И ещё я обнаружил, что вижу собственные руки не совсем так, как раньше. Проверять было некогда.
Коридор горел с той стороны, откуда я пришёл: огонь вышел из кабинета через дверь и пошёл по ковру во всю длину, и восточное крыло превратилось в трубу с тягой. Я побежал по этой трубе, пригибаясь, левым плечом вперёд.
Лида лежала под кроватью там, где я её оставил, и была жива — я услышал, как она кашляет, ещё из коридора. Комната наполнилась дымом до половины, и он шёл в неё из-под двери сплошным потоком.

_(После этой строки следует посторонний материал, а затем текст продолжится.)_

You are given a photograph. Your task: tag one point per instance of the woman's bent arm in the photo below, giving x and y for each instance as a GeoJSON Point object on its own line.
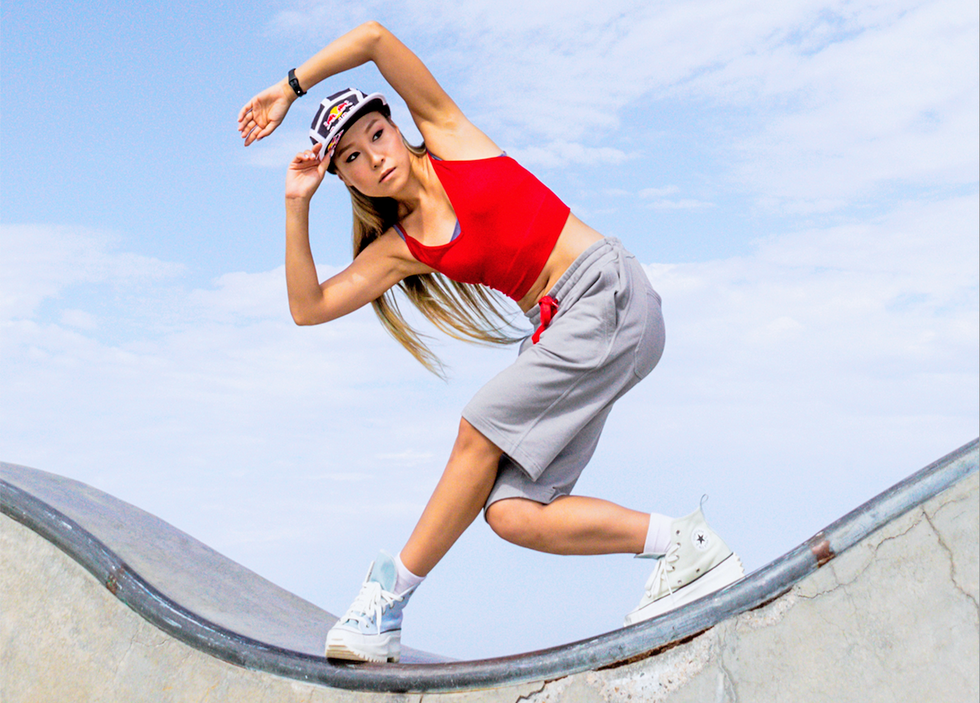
{"type": "Point", "coordinates": [445, 129]}
{"type": "Point", "coordinates": [381, 265]}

— Лида! — Я упал на колени у кровати. — Вылезай, дом горит!
Из-под кровати не ответили.
Она делала в точности то, что я ей велел: ни звука, ни движения, что бы ты ни услышала. Я сам запер её здесь двумя фразами и не оставил ни одного слова, по которому меня можно было бы отличить от любого другого, кто заглянет в комнату.
— Я тот, кто велел тебе лежать! — заорал я в темноту под кроватью. — Час назад, вот здесь! Я разрешаю встать!
Под кроватью зашевелились.
Она выползла с той стороны, зарёванная, с прижатой ко рту тряпкой, и я вытащил её левой рукой за ворот и поставил на ноги.
— Идти можешь?
Она кивнула, посмотрела на мою правую сторону, с которой лоскутами сходила куртка, и её начало трясти.
— Смотри на пол, — сказал я. — Не на меня. Держись за пояс и не отпускай.
Мы пошли к балкону. Через коридор было уже нельзя, а балконная дверь была в спальне через две от нас, и эти две комнаты мы прошли на четвереньках: внизу ещё оставался воздух.
Внизу, на дорожке, кто-то был. Мужик лет сорока в исподнем и сапогах на босу ногу бежал от служб к дому с полным ведром, расплёскивая половину на ходу, — и остановился, задрав голову, когда я вывалился на балкон. Он видел горящее крыло, он видел меня, и в руках у него было ведро, которым тут уже ничего нельзя было сделать.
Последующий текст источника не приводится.